A interferência do tempo e todos os fantasmas que ele carrega na realização de uma obra literária. O perfil do Brasil lido na chave dos autores contemporâneos. Promessas traídas. Esses são alguns dos temas que cruzam a conversa entre o escritor Marçal Aquino (entrevistado por Santiago Nazarian na edição passada desta coluna) e o escritor Fernando Bonassi, parceiro de Marçal Aquino em alguns projetos de roteiro e autor de romances como O Menino que Se Trancou na Geladeira e de uma prolífica lista de títulos infanto-juvenis. Confira a conversa:
Marçal - É inegável que a política, que foi tema crucial para quem escrevia no Brasil das décadas de 70 e 80, parece não interessar aos novos autores e praticamente desapareceu dos livros. Em sua opinião, por que isso acontece?

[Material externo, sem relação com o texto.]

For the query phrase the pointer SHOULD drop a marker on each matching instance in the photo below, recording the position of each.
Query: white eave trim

Fernando - Acontece porque na geração que começou a publicar lá pelo início dos anos 2000, e que ainda goza da posição e benesses de ser “a” nova geração, entendeu que o mais importante (até como reação alérgica à falência da grande política, das utopias sociais, aquela da abertura democrática dos anos 80 e 90), era escrever/descrever a sua história pessoal, exclusivamente - o que chamaram, ou ainda chamam, se não me engano, de “auto ficção”. Num contexto como este, a política, pelo menos como a geração e 60/70 a entendia, tinha perdido espaço.

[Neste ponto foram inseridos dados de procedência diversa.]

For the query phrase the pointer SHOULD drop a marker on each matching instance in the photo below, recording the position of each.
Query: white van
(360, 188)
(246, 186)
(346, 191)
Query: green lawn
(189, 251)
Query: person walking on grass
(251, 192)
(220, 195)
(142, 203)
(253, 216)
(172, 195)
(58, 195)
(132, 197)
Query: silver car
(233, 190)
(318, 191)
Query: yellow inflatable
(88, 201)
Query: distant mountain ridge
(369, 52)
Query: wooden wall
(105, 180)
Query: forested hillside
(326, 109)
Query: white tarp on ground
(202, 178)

Marçal - Existe muita diferença entre ser um escritor nos dias de hoje e há quase 30 anos, quando você começou a publicar seus primeiros textos?

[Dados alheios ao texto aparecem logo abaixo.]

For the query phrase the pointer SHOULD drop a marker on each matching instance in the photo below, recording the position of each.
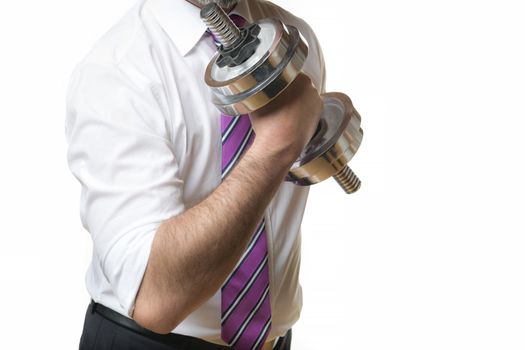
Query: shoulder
(124, 50)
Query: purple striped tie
(245, 300)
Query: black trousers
(101, 333)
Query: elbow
(154, 317)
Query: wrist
(277, 160)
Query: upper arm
(121, 153)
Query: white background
(429, 254)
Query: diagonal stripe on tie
(245, 295)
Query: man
(145, 144)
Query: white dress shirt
(144, 141)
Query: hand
(286, 125)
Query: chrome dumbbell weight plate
(252, 84)
(335, 142)
(263, 58)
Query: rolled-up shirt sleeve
(120, 151)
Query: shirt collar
(181, 21)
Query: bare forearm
(194, 252)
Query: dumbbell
(257, 62)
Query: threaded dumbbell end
(348, 180)
(221, 26)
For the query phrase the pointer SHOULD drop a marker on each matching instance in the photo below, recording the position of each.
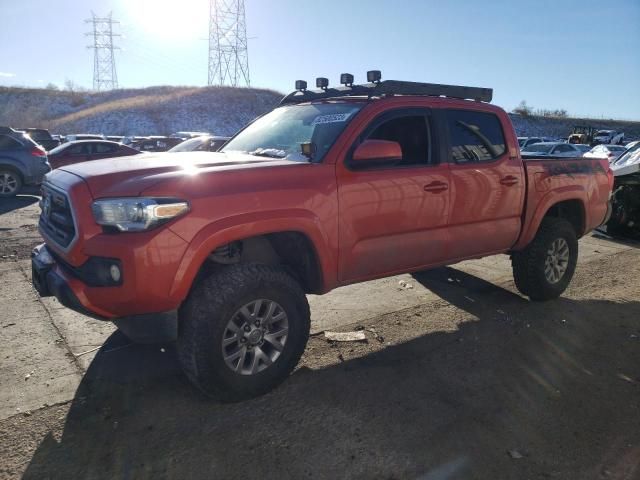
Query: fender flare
(249, 225)
(544, 205)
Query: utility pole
(104, 62)
(228, 56)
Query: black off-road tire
(17, 178)
(529, 264)
(205, 316)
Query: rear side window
(79, 149)
(100, 148)
(411, 132)
(475, 136)
(8, 143)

Fernando - A internet mudou tudo, especialmente as relações de poder na indústria cultural - agora, nada passa fora da rede. Aquilo que é considerado sucesso não é mais “criado” apenas pela cadeia produtiva clássica do capitalismo: “editora/crítico pautado/imprensa”. Na minha época, viver fora do mundo virtual ainda era possível.
Marçal - Se você fosse um estrangeiro que se dispusesse a conhecer o Brasil a partir da leitura apenas dos escritores contemporâneos, que país emergiria desse exercício?
Fernando - Um país à procura de sentido, de entender porque as melhores propostas de sociedade naufragaram na mediocridade dos utopistas, um pais à procura de heróis, de entender porque teima em dar errado em meio a tanta “sabedoria” sobre o que “não funciona”. Porque somos um bando de corruptos, covardes e linchadores, em suma.
Marçal - Na condição de roteirista experiente, que recomendações faria a alguém que se propusesse a adaptar seu livro mais recente, o romance Luxúria?
Fernando - As melhores promessas feitas para a nossa geração foram traídas. Um filme que preste, neste momento histórico, precisa tratar disto. E, como norma geral: na dúvida, escolha o caminho mais radical.
Marçal - O que você aprendeu com seu autor favorito – e quem é ele?
Fernando - Aprendi com Henry Miller que, se você não “se conhece” (mesmo que seja um covarde), não pode defender o que lhe interessa, não pode ser chamado de artista.